The first few digits of a credit card determine the card issuer (ex:
4=Visa, 5=MasterCard) while the last digit is a checksum computed with
the Luhn algorithm. Using this checksum it is possible to tell if
any of the other digits are wrong. The checksum can't tell if a
number is associated with a valid account, only if the user entered a
digit or two wrong (ex: entered a 5 instead of 6). When it comes
to validating credit card transactions, every little bit helps.
Chargebacks
Credit card companies only "decline" transactions for insufficient
funds or invalid requests. It is up to the merchant to verify the
customer's personal information. Fraudulent transactions can result in
a chargeback and the merchant is held responsible. Chargebacks can be
a huge liability.
The only way for merchants to totally avoid chargebacks is to only accept
credit card payments from customers they trust. This is not realistic.

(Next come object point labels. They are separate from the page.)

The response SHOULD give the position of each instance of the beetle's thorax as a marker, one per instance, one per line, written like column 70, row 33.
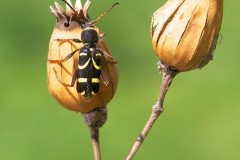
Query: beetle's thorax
column 89, row 36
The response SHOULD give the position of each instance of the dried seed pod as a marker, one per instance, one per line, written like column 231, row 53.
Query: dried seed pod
column 68, row 27
column 185, row 32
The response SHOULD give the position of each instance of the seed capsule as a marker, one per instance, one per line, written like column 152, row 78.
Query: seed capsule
column 185, row 32
column 68, row 27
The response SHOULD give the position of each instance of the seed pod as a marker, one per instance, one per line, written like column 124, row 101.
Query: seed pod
column 68, row 27
column 185, row 32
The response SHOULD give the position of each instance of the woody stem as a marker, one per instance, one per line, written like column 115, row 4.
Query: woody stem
column 167, row 76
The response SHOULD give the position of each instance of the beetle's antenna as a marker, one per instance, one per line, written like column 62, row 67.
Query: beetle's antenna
column 104, row 13
column 69, row 5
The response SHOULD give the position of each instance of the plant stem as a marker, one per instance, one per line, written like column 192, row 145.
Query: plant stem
column 95, row 142
column 95, row 119
column 167, row 76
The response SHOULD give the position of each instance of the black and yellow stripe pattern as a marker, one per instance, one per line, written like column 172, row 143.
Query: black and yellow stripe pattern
column 89, row 71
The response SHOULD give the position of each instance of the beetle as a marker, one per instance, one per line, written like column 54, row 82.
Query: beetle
column 88, row 72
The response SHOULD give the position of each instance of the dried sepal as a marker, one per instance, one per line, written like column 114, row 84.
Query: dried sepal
column 184, row 32
column 68, row 26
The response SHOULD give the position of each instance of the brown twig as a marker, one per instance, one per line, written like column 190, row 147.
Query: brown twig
column 95, row 143
column 94, row 120
column 168, row 74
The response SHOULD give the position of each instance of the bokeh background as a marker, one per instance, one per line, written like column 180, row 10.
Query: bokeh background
column 202, row 108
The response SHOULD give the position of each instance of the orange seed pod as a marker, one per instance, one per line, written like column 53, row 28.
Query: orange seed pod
column 67, row 28
column 185, row 32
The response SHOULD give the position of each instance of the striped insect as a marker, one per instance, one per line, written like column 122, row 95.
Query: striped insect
column 88, row 72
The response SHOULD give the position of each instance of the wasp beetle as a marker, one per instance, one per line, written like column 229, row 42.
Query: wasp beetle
column 88, row 72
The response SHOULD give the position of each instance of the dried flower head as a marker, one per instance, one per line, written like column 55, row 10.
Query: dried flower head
column 185, row 32
column 69, row 26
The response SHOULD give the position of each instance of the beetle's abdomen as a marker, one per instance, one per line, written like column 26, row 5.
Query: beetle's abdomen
column 89, row 70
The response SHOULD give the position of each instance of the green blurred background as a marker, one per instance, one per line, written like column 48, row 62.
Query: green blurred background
column 202, row 109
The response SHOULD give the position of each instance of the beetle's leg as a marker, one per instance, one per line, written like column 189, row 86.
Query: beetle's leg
column 74, row 77
column 76, row 40
column 101, row 36
column 107, row 56
column 63, row 60
column 104, row 79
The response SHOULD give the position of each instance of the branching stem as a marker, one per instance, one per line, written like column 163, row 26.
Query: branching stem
column 168, row 74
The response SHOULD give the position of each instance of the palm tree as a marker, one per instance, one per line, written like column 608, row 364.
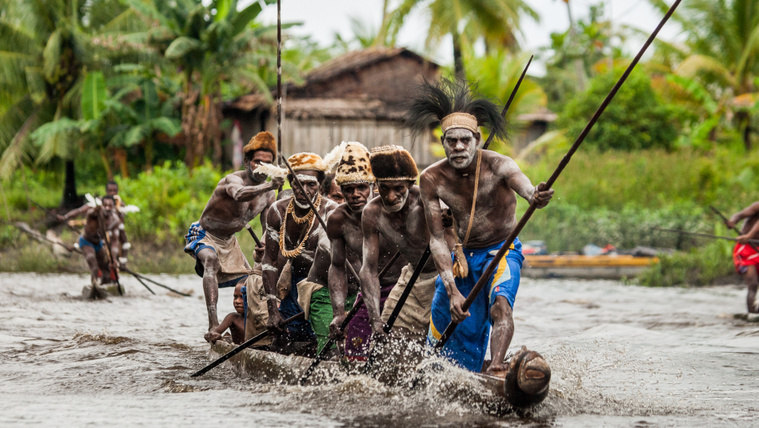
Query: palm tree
column 721, row 50
column 212, row 45
column 496, row 22
column 45, row 47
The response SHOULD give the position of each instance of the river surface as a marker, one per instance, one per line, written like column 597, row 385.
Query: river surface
column 620, row 355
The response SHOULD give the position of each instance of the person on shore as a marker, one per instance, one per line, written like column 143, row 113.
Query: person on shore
column 234, row 321
column 293, row 234
column 745, row 254
column 101, row 224
column 396, row 216
column 238, row 198
column 480, row 187
column 356, row 180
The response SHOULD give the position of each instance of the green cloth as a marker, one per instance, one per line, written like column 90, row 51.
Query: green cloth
column 321, row 314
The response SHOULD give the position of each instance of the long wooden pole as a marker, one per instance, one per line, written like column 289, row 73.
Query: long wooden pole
column 531, row 209
column 511, row 98
column 279, row 80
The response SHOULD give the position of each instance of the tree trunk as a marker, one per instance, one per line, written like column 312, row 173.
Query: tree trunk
column 458, row 61
column 70, row 198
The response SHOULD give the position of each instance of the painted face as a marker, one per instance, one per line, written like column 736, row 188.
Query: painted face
column 394, row 194
column 335, row 194
column 259, row 157
column 107, row 205
column 111, row 189
column 356, row 195
column 460, row 146
column 310, row 182
column 238, row 302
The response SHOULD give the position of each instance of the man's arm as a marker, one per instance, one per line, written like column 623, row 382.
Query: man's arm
column 237, row 190
column 368, row 276
column 215, row 333
column 338, row 281
column 270, row 269
column 438, row 246
column 522, row 185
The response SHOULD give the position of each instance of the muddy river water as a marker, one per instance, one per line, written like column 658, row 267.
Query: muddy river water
column 620, row 355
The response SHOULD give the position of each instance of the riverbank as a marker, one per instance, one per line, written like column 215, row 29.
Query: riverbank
column 620, row 356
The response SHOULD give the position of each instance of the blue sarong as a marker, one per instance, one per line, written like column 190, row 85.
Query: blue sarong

The next best thing is to gather enough information that you can verify the
customer's identity. The CVS number on the back of the card helps
some. Credit card companies will also verify a customer's billing
address. A phone number and email can help fix problems before they
result in a chargeback. In the end however, there is a lot of faith
involved on the merchant's part.
autocomplete=off
When filling out a form, many browsers will try to remember the
information so they can fill it out for you next time. This is
usually a nice feature, it gets old having to enter your name and
address on every website you come across. One case where this is
not nice is on a shared computer, especially for private data like
credit card numbers.
It really should be the user's responsibility to prevent this but in an
effort to be a good neighbor, we added the "autocomplete=off" tag to
the credit card field. Autocomplete will still work as normal for
all the other fields but it will never try to remember your
credit card number, at least not at KonaEarth.com. (My friend
Derrick earned himself a free bag of Kona coffee for making this suggestion.)
100-Continue
I tested my shopping cart in every way possible before taking it live
but there are always last minute bugs. When we first started
accepting credit card transactions customers were often getting denied on
the first attempt then accepted on the second attempt. This
problem never occurred with test transactions, only with live
transactions. It turned out to be an unexpected "100-Continue"
response from the server.
The details are boring to anybody other than network programmers.
In my defense, I will point out that the HTTP RFC specifies:
An origin server SHOULD NOT send a 100 (Continue) response if the
request message does not include an Expect request-header field with
the "100-continue" expectation
See, it's not my fault. When complaining about this to a fellow network
engineer, he simply said "that's the difference between theory and reality".
After all, the spec does say 'should not' instead of 'will not'. No matter,
once the problem was identified, it was easy to resolve.
Does any of this matter?
It is impossible to tell how many sales were lost because customers didn't
want to use PayPal or how many customers will be gained by having a more
professional shopping cart. Was it worth all the effort?
Implementing credit card transactions was not easy but I feel it was worth
the effort. Whether or not my feelings are justified is yet to be seen.